M had been kidnapped by Colonel Sun of the Chinese People’s Liberation Army. He had been sent to sabotage a conference of Middle Eastern leaders hosted by the Russians on the Greek island of Vrakonisi. Sun will use M and Bond’s bodies to put the blame for the conference failure on the British. There’s old Nazis involved with it all too.

Once in Athens, he falls in with some Greek communists working for the Russians and discovers that they are all on the same side in this!  Soon they are attacked and only Ariadne and Bond survive – they run to get to Ariadne’s old family friend and former resistance fighter, Litsas, who will help them get to Vrakonisi. The rest goes as you may expect. Bond will get caught, tortured and escape and M will be rescued. There will be some ‘Oh James!’ type moments with Ariadne. Litsas, like the character played by Topol in For Your Eyes Only will come good.

It has the classic ingredients of a Bond novel, but it does all fall slightly flat. Bond is almost humourless – some might argue that losing his wife at the end of OHMSS, and nearly dying in the last of Fleming’s novels The Man With the Golden Gun have worn him down, as Bond continuation author Peter Benson postulates on Colonel Sun‘s wikipedia page.
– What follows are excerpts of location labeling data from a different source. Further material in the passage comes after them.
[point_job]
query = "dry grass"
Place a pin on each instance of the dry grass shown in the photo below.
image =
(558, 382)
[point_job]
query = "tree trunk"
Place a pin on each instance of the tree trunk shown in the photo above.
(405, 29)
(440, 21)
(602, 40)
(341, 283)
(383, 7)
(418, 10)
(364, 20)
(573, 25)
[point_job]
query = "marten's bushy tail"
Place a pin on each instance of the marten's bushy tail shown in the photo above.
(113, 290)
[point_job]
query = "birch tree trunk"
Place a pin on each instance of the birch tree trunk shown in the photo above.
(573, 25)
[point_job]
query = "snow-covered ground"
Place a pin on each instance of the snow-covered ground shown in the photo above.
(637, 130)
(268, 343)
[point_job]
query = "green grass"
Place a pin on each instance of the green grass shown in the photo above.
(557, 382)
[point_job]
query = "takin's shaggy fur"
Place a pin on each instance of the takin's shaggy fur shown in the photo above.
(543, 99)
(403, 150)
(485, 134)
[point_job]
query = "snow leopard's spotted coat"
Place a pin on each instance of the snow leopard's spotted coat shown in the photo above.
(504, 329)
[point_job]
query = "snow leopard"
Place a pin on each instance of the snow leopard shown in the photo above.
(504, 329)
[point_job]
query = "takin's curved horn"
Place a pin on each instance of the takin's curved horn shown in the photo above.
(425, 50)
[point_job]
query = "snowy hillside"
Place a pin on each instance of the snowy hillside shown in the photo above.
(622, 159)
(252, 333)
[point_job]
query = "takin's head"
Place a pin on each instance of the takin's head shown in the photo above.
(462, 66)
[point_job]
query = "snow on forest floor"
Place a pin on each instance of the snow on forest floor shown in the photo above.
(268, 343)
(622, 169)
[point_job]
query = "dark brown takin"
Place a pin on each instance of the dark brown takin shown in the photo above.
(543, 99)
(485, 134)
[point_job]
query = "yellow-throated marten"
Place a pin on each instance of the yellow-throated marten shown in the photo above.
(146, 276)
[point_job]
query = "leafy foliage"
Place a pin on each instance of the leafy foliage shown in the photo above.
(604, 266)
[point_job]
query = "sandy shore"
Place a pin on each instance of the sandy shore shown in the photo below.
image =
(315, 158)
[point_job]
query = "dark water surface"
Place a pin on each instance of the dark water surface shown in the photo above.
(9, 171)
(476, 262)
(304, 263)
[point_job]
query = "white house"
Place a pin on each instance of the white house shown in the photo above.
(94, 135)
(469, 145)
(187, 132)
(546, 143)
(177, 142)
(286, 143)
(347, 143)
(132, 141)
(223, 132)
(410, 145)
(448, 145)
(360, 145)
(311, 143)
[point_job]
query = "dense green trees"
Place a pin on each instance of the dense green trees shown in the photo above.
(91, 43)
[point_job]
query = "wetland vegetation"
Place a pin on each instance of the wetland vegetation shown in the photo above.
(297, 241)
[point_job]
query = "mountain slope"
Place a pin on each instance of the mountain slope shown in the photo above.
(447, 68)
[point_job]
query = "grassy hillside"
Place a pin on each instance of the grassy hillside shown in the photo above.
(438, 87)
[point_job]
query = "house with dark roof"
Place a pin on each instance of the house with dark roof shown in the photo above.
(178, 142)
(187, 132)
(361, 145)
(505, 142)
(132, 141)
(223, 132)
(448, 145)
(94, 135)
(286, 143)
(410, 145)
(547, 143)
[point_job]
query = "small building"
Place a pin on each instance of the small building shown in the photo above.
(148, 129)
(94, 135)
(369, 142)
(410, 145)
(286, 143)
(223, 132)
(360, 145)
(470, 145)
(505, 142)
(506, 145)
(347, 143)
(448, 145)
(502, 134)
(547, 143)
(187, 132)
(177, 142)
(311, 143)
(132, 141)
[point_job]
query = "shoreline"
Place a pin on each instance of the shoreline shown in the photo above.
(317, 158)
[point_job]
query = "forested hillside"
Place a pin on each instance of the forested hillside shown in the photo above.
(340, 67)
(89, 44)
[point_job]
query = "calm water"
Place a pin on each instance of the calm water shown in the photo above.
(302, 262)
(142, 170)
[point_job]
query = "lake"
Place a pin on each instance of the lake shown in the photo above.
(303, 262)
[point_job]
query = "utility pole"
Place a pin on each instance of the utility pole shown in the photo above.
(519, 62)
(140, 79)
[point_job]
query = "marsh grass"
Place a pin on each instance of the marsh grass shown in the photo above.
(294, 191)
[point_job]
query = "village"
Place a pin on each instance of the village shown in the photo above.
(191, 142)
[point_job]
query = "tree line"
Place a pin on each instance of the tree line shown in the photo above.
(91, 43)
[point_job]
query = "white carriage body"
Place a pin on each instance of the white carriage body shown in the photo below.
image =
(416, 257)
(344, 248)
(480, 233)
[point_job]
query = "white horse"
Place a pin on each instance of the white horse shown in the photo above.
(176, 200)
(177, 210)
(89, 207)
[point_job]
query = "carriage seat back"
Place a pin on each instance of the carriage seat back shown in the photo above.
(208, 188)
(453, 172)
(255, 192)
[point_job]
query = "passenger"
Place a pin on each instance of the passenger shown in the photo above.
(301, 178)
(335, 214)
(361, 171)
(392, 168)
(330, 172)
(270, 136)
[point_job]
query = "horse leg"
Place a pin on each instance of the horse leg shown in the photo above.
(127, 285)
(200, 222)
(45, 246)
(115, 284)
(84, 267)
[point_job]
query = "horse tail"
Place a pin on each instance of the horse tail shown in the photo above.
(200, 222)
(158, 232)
The murder of M’s husband and wife housekeepers who had been with him for years is certainly a tipping point for Bond’s desire to avenge their murders.  Ariadne is also, by Fleming’s standards, a rather watered-down Bond girl – all idealism and full of communist zeal. Hardline feminists may cheer at this, but most Bond girls are strong women who work hard and play hard.

This brings me to Colonel Sun Liang-Tan, who is a worthy Bond villain. He is unusually tall for a Chinese man, with startling pewter-grey eyes. A voracious reader and smoker of British cigarettes – Benson & Hedges.
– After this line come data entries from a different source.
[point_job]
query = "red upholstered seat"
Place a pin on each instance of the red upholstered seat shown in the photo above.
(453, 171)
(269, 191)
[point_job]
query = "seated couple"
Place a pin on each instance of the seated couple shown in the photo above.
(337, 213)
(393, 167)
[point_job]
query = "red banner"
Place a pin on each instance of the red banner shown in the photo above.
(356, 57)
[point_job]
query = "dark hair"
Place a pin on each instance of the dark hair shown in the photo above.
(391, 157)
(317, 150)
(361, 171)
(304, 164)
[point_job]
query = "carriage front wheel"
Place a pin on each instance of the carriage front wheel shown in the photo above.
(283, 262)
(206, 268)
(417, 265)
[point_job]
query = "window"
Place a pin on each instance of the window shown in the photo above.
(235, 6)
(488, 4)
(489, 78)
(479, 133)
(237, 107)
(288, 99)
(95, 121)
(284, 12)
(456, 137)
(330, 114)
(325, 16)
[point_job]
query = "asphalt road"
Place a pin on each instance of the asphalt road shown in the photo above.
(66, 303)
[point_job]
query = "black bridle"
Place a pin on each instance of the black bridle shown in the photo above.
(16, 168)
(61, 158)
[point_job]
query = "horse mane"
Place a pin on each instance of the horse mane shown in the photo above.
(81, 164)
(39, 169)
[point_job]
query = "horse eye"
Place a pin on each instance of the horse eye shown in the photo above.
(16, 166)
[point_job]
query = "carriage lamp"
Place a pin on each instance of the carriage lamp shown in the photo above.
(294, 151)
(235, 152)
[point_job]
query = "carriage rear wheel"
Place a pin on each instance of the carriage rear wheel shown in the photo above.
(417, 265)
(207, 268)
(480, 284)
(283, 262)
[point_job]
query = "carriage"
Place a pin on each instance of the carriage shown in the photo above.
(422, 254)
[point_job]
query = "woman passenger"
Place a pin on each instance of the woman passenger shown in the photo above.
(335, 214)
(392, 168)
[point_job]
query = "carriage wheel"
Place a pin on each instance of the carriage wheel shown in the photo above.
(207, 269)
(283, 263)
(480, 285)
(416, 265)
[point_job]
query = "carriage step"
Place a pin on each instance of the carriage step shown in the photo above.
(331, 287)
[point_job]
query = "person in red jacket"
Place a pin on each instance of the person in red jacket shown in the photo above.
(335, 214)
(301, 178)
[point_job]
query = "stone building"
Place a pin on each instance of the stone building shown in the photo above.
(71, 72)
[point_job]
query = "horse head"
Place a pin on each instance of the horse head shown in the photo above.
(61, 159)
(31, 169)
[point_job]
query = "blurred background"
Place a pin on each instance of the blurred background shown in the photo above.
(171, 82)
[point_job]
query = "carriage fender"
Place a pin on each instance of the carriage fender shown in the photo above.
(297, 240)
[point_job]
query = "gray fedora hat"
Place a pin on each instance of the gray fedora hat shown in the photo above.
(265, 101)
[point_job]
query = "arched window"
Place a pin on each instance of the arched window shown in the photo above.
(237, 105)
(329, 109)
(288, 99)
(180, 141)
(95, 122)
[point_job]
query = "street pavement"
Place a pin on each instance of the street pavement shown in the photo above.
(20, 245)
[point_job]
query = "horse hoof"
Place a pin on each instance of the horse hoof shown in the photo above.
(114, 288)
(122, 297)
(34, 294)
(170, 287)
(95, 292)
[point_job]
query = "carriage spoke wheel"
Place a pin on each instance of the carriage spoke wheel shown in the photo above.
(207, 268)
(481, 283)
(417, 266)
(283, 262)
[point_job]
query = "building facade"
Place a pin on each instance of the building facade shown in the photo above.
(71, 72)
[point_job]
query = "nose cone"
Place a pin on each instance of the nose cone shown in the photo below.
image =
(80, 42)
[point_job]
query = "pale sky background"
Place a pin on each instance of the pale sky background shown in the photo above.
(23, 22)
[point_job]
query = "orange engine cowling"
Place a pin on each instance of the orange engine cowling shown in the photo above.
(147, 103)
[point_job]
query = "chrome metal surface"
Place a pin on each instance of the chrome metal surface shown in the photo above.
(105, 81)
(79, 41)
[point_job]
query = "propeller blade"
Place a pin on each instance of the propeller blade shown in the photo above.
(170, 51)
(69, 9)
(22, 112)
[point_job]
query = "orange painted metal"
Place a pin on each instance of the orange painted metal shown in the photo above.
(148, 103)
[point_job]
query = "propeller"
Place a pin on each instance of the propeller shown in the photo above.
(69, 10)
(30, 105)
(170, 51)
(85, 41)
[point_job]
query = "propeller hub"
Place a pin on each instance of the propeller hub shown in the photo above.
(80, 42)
Sun did not share his colleagues’ often-expressed contempt – in some cases, he suspected, routine rather than sincere – for everything British. He was fond of many aspects of their culture and considered it regrettable in some ways that that culture had such a short time left.

Colonel Sun is of course a sadist and expert torturer. Chapter 19 is entitlted ‘The theory and practice of torture’ and Sun’s methods are very different indeed to those of Le Chiffre from Casino Royale (remember the carpet beater on the bottom of the rattan chair – sorry!).  The cover picture of the old book club edition I read above will give you a horrible idea of what Sun may do.  I gather that this chapter was used for the torture scene in Bond film Spectre, with Sun replaced by Blofeld.
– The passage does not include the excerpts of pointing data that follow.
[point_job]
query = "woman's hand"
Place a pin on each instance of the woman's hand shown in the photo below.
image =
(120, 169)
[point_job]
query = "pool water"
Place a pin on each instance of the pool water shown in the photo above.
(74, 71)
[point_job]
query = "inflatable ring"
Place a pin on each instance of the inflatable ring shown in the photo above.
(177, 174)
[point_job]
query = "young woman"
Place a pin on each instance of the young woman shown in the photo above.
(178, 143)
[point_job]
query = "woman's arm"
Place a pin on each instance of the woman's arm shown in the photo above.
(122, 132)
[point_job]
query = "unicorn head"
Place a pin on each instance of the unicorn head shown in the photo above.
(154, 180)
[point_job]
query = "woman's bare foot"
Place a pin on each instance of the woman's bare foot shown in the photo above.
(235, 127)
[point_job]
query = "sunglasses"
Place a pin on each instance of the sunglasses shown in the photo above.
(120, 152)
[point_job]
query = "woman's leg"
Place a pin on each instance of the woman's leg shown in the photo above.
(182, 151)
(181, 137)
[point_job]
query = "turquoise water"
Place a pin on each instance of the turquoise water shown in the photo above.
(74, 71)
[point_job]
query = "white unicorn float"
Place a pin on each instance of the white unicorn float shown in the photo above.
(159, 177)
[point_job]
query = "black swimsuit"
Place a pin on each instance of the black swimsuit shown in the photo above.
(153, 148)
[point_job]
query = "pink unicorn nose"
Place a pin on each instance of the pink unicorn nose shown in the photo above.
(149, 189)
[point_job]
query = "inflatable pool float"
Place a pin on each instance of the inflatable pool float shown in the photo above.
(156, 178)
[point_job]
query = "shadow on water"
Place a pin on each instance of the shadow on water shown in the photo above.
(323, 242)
Amis’s Bond novel is around the same length as most of Fleming’s, but it felt longer.  Amis includes a lot more political discussion, bringing the issues of détente and the Cold War into the frame, setting it firmly in that time. This is all very well, but adds to the overall dour feel of the novel. It came as a relief to get to the end of the novel with a very weary Bond still alive, rather than the triumph of having vanquished the baddies despite the ending not being particularly downbeat like say Casino Royale (which has one of the best last lines ever).  Colonel Sun just felt a little stodgy, which I didn’t expect from Amis. (6.5/10)


Source: Own copy from the TBR piles.

Kingsley Amis writing as Robert Markham. Colonel Sun (1968). Vintage paperback.

8 thoughts on “It’s the 1968 Club! #1

  1. Harriet Devine says:

    Interesting. I’m not a Bond fan, but was intrigued to learn Amis. In my opinion he was a much better writer than Fleming, but obviously couldn’t match the energy of the Bond books.

    • AnnaBookBel says:

      Yes it was flat in comparison. Peter Benson’s diagnosis why is a good one, but misses the spirit of the original I felt.